Neue Liste gegen Waren Chinas – Trump glaubt offenkundig, durch Erhöhung des Einsatzes im Pokerspiel die Verhandlungsposition für die USA verbessern zu können..

Markus Fugmann

Veröffentlicht

am

Während der Dax noch die „Niemals-werden-die-Zinsen-Party“ feiert, kommen die US-Futures heute vormittag deutlich unter Druck:


(S&P 500 auf Future-Basis)

Grund dafür dürfte sein, dass die Trump-Administration offenkundig alles dafür tut, den Handelsstreit mit China zu einem waschechten Handelskrieg zu eskalieren! Bereits heute dürfte bekanntlich die angekündigte Liste chinesischer Produkte veröffentlicht werden, die nun bezollt werden sollen (im Umfang von 50 Milliarden Dollar). China hatte für diesen Fall angekündigt, alle bisherigen Absprachen mit den USA in Sachen Handel in diesem Fall für nichtig zu erklären.

Und nun das: laut Insidern werden die USA zeitnah eine zweite Liste vorlegen mit zusätzlichen Strafzöllen gegen chinesische Waren im Volumen von weiteren 100 Milliarden Dollar.

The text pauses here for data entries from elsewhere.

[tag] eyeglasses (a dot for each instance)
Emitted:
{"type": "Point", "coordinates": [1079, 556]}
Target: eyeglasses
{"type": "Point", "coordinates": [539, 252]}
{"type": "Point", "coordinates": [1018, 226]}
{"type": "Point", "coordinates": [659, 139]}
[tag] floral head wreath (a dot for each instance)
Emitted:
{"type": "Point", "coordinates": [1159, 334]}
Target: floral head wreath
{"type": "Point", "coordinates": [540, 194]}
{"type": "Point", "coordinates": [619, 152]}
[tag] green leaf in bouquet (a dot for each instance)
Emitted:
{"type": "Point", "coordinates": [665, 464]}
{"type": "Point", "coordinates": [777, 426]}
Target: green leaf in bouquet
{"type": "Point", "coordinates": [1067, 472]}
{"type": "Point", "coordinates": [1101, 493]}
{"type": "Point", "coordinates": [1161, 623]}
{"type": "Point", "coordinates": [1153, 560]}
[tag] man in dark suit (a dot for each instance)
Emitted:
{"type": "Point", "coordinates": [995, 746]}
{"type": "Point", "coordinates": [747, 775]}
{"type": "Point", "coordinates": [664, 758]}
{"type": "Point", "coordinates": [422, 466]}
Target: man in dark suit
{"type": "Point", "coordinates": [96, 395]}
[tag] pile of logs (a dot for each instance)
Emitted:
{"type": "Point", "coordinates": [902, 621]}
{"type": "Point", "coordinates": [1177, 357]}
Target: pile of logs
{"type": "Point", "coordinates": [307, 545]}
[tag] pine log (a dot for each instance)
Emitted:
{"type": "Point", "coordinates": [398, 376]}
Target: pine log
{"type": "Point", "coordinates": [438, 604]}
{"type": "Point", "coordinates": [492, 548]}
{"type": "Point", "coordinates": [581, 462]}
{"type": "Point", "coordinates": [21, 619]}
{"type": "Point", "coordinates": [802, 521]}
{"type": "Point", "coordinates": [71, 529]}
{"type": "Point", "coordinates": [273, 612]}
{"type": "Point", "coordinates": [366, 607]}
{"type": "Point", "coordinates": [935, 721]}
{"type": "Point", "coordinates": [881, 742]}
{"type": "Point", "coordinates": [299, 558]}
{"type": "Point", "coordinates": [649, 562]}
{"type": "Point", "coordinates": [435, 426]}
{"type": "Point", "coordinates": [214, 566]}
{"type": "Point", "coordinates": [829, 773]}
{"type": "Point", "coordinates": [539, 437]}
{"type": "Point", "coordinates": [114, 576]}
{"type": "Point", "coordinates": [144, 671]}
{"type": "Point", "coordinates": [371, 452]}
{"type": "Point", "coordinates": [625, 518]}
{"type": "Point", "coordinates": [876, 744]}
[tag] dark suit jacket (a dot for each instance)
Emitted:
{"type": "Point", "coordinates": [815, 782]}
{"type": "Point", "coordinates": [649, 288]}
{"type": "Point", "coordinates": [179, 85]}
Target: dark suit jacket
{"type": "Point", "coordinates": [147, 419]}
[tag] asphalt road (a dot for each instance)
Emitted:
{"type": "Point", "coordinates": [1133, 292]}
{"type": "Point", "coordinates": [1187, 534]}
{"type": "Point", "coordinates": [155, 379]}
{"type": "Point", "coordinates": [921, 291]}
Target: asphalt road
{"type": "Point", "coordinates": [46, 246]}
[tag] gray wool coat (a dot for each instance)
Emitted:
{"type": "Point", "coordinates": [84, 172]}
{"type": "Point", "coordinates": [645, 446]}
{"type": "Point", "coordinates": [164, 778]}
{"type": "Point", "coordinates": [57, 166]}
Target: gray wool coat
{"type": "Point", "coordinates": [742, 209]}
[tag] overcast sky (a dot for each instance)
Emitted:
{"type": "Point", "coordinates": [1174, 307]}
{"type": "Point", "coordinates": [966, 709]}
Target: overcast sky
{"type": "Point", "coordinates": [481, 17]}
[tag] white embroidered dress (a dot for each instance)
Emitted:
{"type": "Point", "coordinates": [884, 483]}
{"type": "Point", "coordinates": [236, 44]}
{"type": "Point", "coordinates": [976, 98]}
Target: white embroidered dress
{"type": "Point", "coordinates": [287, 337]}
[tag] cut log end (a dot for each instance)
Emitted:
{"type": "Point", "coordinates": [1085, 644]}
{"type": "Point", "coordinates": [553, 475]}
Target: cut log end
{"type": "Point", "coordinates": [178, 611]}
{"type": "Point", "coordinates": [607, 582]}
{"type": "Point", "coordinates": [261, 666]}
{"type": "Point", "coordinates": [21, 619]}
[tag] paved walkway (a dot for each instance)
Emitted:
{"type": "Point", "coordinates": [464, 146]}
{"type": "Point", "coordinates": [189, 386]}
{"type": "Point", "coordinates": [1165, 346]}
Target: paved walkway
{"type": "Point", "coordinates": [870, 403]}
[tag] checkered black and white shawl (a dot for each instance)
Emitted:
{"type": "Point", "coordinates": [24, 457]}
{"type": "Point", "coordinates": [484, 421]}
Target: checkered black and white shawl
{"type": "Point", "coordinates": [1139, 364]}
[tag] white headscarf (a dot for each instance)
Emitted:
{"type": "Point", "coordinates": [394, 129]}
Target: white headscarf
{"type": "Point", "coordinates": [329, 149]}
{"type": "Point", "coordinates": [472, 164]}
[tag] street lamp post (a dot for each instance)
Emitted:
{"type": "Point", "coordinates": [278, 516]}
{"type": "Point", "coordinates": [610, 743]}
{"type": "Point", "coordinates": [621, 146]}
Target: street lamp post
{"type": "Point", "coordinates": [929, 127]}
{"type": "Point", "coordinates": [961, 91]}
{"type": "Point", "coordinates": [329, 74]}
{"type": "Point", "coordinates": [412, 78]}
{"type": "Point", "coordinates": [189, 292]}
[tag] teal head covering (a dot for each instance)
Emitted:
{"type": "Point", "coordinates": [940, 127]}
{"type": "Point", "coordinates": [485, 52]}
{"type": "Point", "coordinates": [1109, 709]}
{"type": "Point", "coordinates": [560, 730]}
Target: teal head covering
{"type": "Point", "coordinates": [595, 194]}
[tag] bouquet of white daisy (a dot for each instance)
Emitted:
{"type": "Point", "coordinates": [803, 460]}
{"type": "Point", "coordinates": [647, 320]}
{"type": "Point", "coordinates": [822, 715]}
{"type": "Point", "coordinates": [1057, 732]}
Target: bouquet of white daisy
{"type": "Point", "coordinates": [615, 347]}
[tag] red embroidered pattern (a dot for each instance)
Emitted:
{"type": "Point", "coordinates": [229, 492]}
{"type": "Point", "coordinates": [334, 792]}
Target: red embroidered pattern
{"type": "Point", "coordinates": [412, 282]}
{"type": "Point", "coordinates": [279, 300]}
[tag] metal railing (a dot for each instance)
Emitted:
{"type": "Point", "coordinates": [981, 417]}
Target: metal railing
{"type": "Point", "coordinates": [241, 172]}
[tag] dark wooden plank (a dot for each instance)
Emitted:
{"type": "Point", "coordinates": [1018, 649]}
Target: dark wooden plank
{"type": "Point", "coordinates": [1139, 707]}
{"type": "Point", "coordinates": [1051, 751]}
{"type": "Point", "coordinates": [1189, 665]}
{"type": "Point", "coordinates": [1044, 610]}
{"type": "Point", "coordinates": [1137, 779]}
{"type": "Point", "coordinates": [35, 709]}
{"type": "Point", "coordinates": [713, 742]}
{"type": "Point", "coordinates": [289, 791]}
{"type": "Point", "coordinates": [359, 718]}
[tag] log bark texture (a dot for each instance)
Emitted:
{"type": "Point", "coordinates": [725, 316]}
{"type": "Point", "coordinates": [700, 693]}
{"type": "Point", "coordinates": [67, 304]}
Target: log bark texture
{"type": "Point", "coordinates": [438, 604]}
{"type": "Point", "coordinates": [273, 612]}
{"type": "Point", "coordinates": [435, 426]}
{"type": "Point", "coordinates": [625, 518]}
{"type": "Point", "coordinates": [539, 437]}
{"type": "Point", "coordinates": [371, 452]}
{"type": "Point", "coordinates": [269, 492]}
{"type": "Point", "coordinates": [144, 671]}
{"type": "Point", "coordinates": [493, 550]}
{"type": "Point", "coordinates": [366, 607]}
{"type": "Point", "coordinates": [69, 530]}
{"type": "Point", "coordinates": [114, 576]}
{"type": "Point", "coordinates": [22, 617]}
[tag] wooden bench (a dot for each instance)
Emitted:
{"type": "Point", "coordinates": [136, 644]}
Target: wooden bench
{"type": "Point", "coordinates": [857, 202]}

Trump scheint also den Einsatz im Pokerspiel noch einmal zu erhöhen – und droht damit, sein Blatt zu überreizen!

Bei diesen zusätzlichen 100 Milliarden Dollar gegen chinesische Waren achtet die Trump-Administration laut diesen Insidern insbesondere darauf, dass sie Waren betreffen, die die USA auch von anderen Handelspartnern als China beziehen können, um die negativen Auswirkungen auf die US-Konsumenten so weit wie möglich zu begrenzen (so sollen nur Produkte betroffen sein, bei denen die USA nicht mehr als 33% von China beziehen). Experten bezweifeln jedoch, dass dies wirklich gelingen kann und prognostizieren steigende Preise für US-Konsumenten, wenn die USA diese zusätzlichen Zölle gegen chinesische Waren tatsächlich einführen.

Wie schon bei der „50-Milliarden-Liste“ können US-Firmen zu den neuen Zöllen der „100-Milliarden-Liste“ ihre Einschätzungen abgeben, der Prozeß unterliegt also einer gewissen Öffentlichkeit. Daher wird wohl es mindestens 60 Tage dauern, bis aus der Vorlage der Liste dann reale Zölle werden.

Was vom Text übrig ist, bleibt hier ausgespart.